In our process, we usually start with data analysis and an expert audit. But of course, user testing can provide very good insights. For us, it's also really important to talk with our client, the employees and get some feedback from customers. For example, speaking to customer service or someone who knows the end customer. So after analyzing this data and gathering feedback, we can make some hypotheses and think about how we can verify them.
For example, we have a project where we think that changing the multiple-step checkout process to a one-step checkout will increase conversions by 10%. To verify this, we can run AB testing. We will take half of the users and give them version A and another half of the users will see version B. After calculating the research sample, we'll know how long we should wait for the results. After that, we will know which version converts better - A or B? Then, we can implement this best-performing version. Another option to analyze is running usability testing with users, but this one is more tricky.
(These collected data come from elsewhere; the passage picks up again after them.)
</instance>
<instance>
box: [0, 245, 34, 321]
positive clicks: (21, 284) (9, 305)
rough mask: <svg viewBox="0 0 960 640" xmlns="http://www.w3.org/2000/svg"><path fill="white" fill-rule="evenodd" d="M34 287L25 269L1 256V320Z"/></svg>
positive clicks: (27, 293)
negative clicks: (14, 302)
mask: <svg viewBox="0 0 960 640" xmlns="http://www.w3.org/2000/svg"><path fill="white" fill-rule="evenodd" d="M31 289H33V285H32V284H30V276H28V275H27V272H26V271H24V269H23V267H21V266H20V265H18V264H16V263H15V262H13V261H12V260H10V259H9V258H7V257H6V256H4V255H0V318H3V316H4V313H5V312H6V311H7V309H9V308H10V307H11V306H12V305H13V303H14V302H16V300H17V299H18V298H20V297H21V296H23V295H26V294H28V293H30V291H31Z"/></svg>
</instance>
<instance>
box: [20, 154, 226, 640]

UX often involves many different changes. You might be overhauling the complete navigation structure. In that situation, some kind of testing can be really good because you can set up, for example, a scenario, a test, or a task.
Let's say, you have to navigate to this particular product and check out. Before you start the experiment, you can run a benchmark and see how long it takes people, or what the success rate is of finishing some task within some boundaries or criteria. Then, after updating your website, I think it's very clear. If you run the test again and you see that the success rate has changed, it takes people less time to check out, or people are making less mistakes or errors - then that is a successful change. It means that by changing your approach, you have made the user experience smoother or you've reduced errors, and that is a positive change for the user experience.